Harvey Silverglate, co-founder of the Foundation for Individual Rights in Education, warned that colleges and universities face unprecedented challenges to the right to free speech as administrators impose increasingly stringent speech codes on students.
In his lecture "Free Speech on Campus Before and After 9/11" Silverglate examined the history of free speech in the United States, likening it to a constantly swinging pendulum. Like a pendulum, he said, there is more or less freedom of speech depending on the public political opinion and events in that particular period of history.
This pendulum is extremely useful for the preservation of liberty, Silverglate said, for those currently in power have to recognize that they will not necessarily be in charge in the future.
"We are in the most dangerous time for liberty certainly during our lifetime and probably in the last century," Silverglate said.
Issues of free speech and the first amendment were not given any serious attention until the first and second decade of the 20th century. Silverglate gave examples from the anti-war movements during the First and Second World War.
Most prominent among these examples were cases involving educational institutions versus students. In 1969, a secondary school was prohibited from expelling two students who wore black armbands to protest the war in Vietnam, while in 1971 a student walked into a courthouse in California with a jacket that featured an explicit statement against the draft.
The student was arrested, but the court ruled in his favor, recognizing that "one man's vulgarity is another's lyric" and protecting two elements of speech: the emotive and the cognitive.
Along with increased diversity on college campuses in the 80s, there was a corresponding increase in the number of administrators specializing in the student life area.
This increase, he claimed, became a "bane" to free speech on colleges throughout the nation. In the wake of this change, administrators increasingly sought to make colleges more "welcoming," he said.
"I hate the word welcoming," Silverglate said, defining it as an excuse for "engaging in vile forms of social engineering" which lead to the adoption of speech and harassment codes.

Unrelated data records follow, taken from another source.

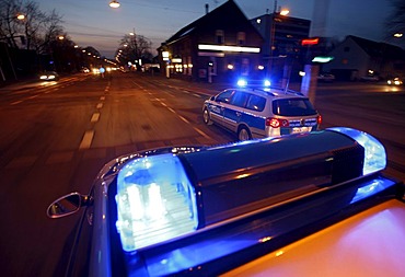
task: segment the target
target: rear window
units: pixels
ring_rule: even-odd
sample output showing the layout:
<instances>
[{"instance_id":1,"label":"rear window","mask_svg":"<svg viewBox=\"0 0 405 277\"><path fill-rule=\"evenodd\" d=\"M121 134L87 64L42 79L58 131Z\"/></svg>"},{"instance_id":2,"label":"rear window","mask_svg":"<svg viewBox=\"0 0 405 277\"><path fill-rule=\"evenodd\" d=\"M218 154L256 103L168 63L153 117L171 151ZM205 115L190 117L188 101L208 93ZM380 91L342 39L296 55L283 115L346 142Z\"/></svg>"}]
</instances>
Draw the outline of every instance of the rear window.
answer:
<instances>
[{"instance_id":1,"label":"rear window","mask_svg":"<svg viewBox=\"0 0 405 277\"><path fill-rule=\"evenodd\" d=\"M247 104L246 104L246 108L253 109L256 112L262 112L265 108L265 105L266 105L265 97L251 94L251 96L248 97Z\"/></svg>"},{"instance_id":2,"label":"rear window","mask_svg":"<svg viewBox=\"0 0 405 277\"><path fill-rule=\"evenodd\" d=\"M308 99L280 99L273 101L273 114L305 116L315 115L316 111Z\"/></svg>"}]
</instances>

By the mid 80s, two types of codes arose, the first being offensive speech codes, which were challenged immediately in court. In three major cases, involving the University of Wisconsin, the University of Michigan and Stanford University, the Supreme Court ruled that the institutions were covered by the first amendment, and thus the speech codes were dropped.
Though the decision was final, college administrators simply rewrote the codes. They redefined the historical concept of harassment to include highly offensive speech, even though highly offensive speech is constitutionally protected.
After citing numerous examples of the protection of free speech at a national level, Silverglate went on to criticize Dartmouth's handling of the derecognition of Zeta Psi fraternity, calling it a "cause of disillusion."
He cited letters by President James Wright and Dean of the College James Larimore to the Dartmouth community as examples of attempts to cover up the College's encroachment upon the fraternity's right to free speech.
In the post-Sept. 11 era, the pendulum is swinging once again, and the speech code has flourished, Silverglate said, warning administrators to keep in mind that the restrictions on speech cut both ways.
"If you destroy the fundamentals of liberty," he said, once "you're not in charge, they will be coming after you."
"We all have a stake, left, right, center, black, white or yellow, we all have a stake in maintaining these structures of liberty," he said, encouraging students to involve themselves in the struggle against speech codes.
A graduate of Harvard Law School, Silverglate specializes in criminal defense, civil liberties, academic freedom and legal ethics. He has written for many major newspapers and co-authored a book with Alan Charles Kors entitled "The Shadow University: The Betrayal of Liberty on America's Campuses."
The lecture was hosted by the Dartmouth Civil Liberties Union, and co-sponsored by the McSpadden Public Issues Forum, Rockefeller Center and the Council on Student Organizations.